The Clutha District Council's deputy chief executive Jules Witt estimated that flood damage to the district's transport network could cost over more than NZ$1 million, and could take months to repair. The Waitaki District Council's roading operations lead engineer Mark Renalson estimated that repair and cleanup costs totaled at least NZ$500,000. The first $100,000 would be funded by the council's operations budget while the rest would be split on a 43:57 basis between the Council and NZ Transport Agency Waka Kotahi. Waitaki District Council water services manager Marty Pacey estimated that Three Waters repair costs to a 200-metre section of Dansey Pass would cost about $20,000. On 29 November 2024, the Clutha District Council estimated that roads and infrastructure in South Otago had sustained NZ$1.5 million (US$930,000) worth of damages.

===Housing===
By 5 October, nine homes in Dunedin had been "red-stickered" by Dunedin City Council (DCC) building inspectors, rendering them unsafe to live in. By 6 October, the number of "red stickered" homes in Dunedin had risen to 11. By 9 October, DCC building inspectors had classified 11 homes as "red stickered" and 31 homes as "yellow stickered" (limiting access). 13 homes were "white stickered" (meaning that buildings had little damage but that residents should take precautions).

By 17 October, almost 50 properties in Dunedin had been red or yellow stickered, rendering them uninhabitable or unsafe to live in. In response, the Ministry of Business, Innovation and Employment activated its Temporary Accommodation Service to support households displaced by the flooding.
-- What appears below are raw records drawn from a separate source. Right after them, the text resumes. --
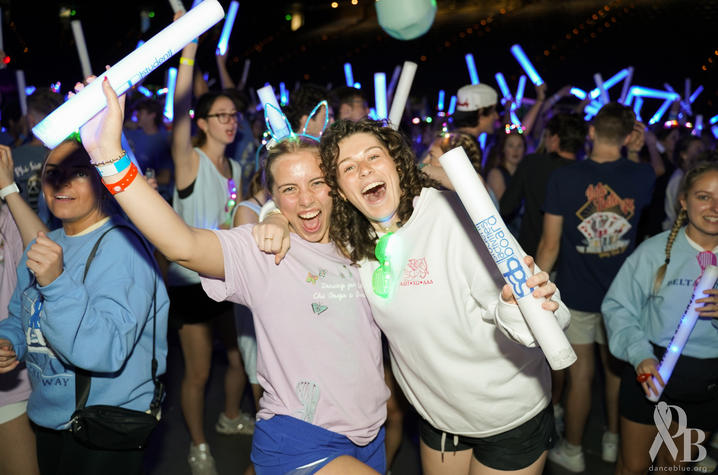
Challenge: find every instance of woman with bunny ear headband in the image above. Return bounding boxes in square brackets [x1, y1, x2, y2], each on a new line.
[81, 78, 388, 475]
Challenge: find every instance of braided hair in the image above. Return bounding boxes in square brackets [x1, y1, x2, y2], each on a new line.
[653, 161, 718, 295]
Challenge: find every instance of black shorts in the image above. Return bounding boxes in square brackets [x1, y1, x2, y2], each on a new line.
[167, 284, 232, 329]
[419, 404, 558, 470]
[619, 345, 718, 431]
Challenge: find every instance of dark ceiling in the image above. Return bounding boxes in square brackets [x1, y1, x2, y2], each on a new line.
[0, 0, 718, 116]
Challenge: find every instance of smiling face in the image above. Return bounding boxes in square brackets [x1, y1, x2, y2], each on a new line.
[680, 170, 718, 249]
[197, 96, 237, 145]
[337, 132, 401, 231]
[270, 150, 332, 243]
[42, 142, 105, 235]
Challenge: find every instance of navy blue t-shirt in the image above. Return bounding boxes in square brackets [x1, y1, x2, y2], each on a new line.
[544, 158, 656, 312]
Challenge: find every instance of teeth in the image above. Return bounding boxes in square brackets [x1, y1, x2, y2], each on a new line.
[361, 181, 384, 193]
[299, 210, 319, 219]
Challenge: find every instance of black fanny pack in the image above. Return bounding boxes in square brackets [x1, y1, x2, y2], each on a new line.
[70, 225, 164, 450]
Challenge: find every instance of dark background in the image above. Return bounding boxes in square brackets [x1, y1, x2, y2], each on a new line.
[0, 0, 718, 117]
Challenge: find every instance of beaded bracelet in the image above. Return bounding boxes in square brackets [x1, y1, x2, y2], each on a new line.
[90, 150, 127, 167]
[103, 163, 138, 195]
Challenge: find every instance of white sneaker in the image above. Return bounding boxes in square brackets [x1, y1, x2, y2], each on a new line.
[601, 431, 618, 463]
[548, 439, 586, 473]
[187, 444, 217, 475]
[214, 412, 254, 435]
[553, 404, 564, 437]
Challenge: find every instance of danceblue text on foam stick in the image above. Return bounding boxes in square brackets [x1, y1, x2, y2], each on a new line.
[215, 0, 239, 56]
[646, 266, 718, 402]
[439, 147, 576, 370]
[32, 0, 224, 148]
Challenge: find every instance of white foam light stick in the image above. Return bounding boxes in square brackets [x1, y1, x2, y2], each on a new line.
[32, 0, 224, 148]
[618, 66, 633, 106]
[374, 73, 386, 120]
[389, 61, 416, 130]
[70, 20, 92, 77]
[646, 265, 718, 402]
[169, 0, 185, 13]
[257, 86, 291, 139]
[439, 147, 576, 370]
[15, 69, 27, 115]
[215, 0, 239, 56]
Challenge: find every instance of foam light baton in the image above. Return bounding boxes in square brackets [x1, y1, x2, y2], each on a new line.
[215, 0, 239, 56]
[389, 61, 416, 130]
[257, 86, 292, 139]
[465, 53, 479, 84]
[511, 45, 543, 86]
[516, 74, 526, 107]
[646, 265, 718, 402]
[164, 68, 177, 120]
[374, 73, 387, 120]
[344, 63, 354, 87]
[32, 0, 224, 148]
[439, 147, 576, 370]
[70, 20, 92, 78]
[15, 69, 27, 115]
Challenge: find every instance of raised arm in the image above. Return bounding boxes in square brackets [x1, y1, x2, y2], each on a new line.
[0, 145, 47, 248]
[80, 80, 224, 278]
[171, 38, 199, 190]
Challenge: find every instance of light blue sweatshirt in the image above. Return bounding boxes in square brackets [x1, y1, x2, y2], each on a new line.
[601, 227, 718, 368]
[0, 217, 169, 430]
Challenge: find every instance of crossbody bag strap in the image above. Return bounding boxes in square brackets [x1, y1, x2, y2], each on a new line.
[75, 224, 163, 415]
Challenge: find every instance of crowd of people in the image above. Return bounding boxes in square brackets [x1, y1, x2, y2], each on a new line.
[0, 13, 718, 475]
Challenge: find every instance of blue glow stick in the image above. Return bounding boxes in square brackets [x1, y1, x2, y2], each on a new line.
[618, 66, 633, 106]
[516, 74, 526, 107]
[570, 87, 586, 100]
[633, 96, 643, 120]
[164, 68, 177, 120]
[648, 99, 673, 125]
[32, 0, 224, 148]
[374, 73, 388, 120]
[511, 44, 543, 86]
[646, 265, 718, 402]
[137, 86, 152, 97]
[344, 63, 354, 87]
[688, 85, 703, 104]
[494, 73, 511, 101]
[447, 96, 458, 118]
[465, 53, 479, 84]
[257, 86, 292, 140]
[215, 0, 239, 56]
[279, 82, 289, 106]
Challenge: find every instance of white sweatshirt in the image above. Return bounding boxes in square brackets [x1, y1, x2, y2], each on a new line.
[360, 188, 569, 437]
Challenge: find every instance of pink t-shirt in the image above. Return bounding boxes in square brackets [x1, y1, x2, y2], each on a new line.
[202, 224, 389, 445]
[0, 205, 30, 406]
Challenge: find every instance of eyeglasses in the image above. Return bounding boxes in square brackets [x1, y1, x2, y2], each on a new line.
[371, 233, 393, 298]
[205, 112, 239, 124]
[224, 178, 237, 213]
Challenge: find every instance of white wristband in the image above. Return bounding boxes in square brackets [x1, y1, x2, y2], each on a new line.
[0, 182, 20, 200]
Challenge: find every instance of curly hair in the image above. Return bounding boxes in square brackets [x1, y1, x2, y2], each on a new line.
[319, 119, 440, 262]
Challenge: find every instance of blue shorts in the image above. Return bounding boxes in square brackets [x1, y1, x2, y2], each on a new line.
[251, 415, 386, 475]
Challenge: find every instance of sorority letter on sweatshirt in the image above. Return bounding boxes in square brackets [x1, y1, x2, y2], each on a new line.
[202, 224, 389, 445]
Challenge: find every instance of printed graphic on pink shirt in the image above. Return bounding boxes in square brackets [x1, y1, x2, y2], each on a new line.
[401, 257, 434, 286]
===Water infrastructure and services===
Following the flooding, boil water notices had been issued in several Dunedin and Clutha suburbs including West Harbour and Tapanui. Due to broken water supply pipes pipes, residents of the Otago peninsula, West Harbour, Ocean View, Brighton, Outram, Waikouaiti, Karitane and Hawsbury were instructed to conserve water. Temporary water tanks were installed in Vauxhall, Macandrew Bay and Portobello while portaloos were placed in Aramoana.

On 7 October, boil water and water conservation notices also remained in force in parts of Dunedin and the Clutha District. By 9 October, boil water and water conservation notices remained in place in the Dunedin suburbs of Ravensbourne, Maia, Roseneath, Sawyers Bay, Port Chalmers, Carey's Bay, Deborah Bay and St Leonards. By 12 October, a boil water notice was still active in the Clutha District due to significant damage to local water infrastructure.

===Flood mitigation===
In late January 2025, Mayor of Dunedin Jules Radich unveiled a proposed NZ$44 million plan to combat flooding in South Dunedin. This plan involved a three-pronged approach including diverting the Bay View Road and New Street stormwater systems to a new pipe connected to the Portobello pumping station (NZ$1.9m), upgrading the Forbury Road pipe ($12m), and disconnecting the Hillside Road mains and pumping to the Orari Street outfall (NZ$15.2m). The draft 2025 budget also included allocating NZ$15 million for future medium-term flood alleviation work in South Dunedin. Dunedin City councillors voted by a margin of 13 to 1 to approve the plan; with the sole objection coming from Cr Lee Vandervis.